"Cartman Sucks" is the second episode of the eleventh season of the American animated television series South Park. It originally aired on March 14, 2007. The main plot deals with Eric Cartman's efforts to recover an incriminating photograph that may call his sexual orientation into question, whereas the subplot, which focuses on Butters Stotch, explores childhood gay conversion therapy.

Plot
Cartman has developed a hobby of getting Butters Stotch to spend the night at his house and taking degrading photos of him as he sleeps. The next morning Cartman then shows Stan, Kenny and Kyle a photo of him with Butters's penis in his mouth, thinking that this makes Butters homosexual. However, Kyle points out that a male who performs oral sex on another male is the one perceived to be the homosexual, thus making Cartman the homosexual. As a practical joke, Kyle then convinces a horrified Cartman that taking a similar picture with his and Butters's positions switched would "cancel out the gay polarity".

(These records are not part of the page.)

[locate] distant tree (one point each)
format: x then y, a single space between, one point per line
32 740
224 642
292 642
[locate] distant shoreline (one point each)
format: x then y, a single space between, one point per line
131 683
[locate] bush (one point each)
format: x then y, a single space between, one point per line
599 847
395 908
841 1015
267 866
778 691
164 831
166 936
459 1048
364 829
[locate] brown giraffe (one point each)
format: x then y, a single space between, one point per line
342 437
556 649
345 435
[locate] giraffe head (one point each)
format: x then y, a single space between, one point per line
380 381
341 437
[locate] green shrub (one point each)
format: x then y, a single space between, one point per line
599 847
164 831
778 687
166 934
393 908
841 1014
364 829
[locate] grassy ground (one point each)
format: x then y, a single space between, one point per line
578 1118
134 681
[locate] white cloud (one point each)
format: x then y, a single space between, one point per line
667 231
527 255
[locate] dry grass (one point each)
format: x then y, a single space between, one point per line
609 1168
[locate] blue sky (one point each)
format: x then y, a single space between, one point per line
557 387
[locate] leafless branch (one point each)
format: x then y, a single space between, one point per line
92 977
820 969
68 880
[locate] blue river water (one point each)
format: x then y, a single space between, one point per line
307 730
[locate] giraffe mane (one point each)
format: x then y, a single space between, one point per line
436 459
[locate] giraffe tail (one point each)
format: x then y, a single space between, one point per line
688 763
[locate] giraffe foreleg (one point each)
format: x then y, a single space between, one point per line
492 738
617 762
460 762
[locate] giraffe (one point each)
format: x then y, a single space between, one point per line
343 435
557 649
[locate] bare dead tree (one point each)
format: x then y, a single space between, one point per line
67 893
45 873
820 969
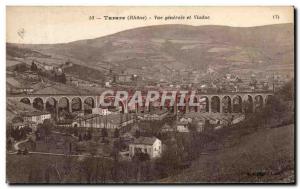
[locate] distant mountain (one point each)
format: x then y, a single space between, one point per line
167 47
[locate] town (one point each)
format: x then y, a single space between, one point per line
150 104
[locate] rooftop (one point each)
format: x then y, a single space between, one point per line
145 140
34 113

Cartman goes over to Butters's house, then tricks him into allowing himself to be blindfolded and opening his mouth. As he is about to insert his penis into Butters's mouth, Butters' dad Stephen walks in on them and panics. After Cartman flees without waiting to explain, Stephen declares that Butters is bi-curious. Butters, totally unaware of what Cartman was planning to do, just asks him what that means. Stephen explains that it means that Butters is "confused". Butters, having no idea what he is talking about, admits that this is so. Stephen takes him to Camp New Grace, a Christian conversion therapy camp, whose organizers repeatedly reinforce the idea that the boys there are "confused".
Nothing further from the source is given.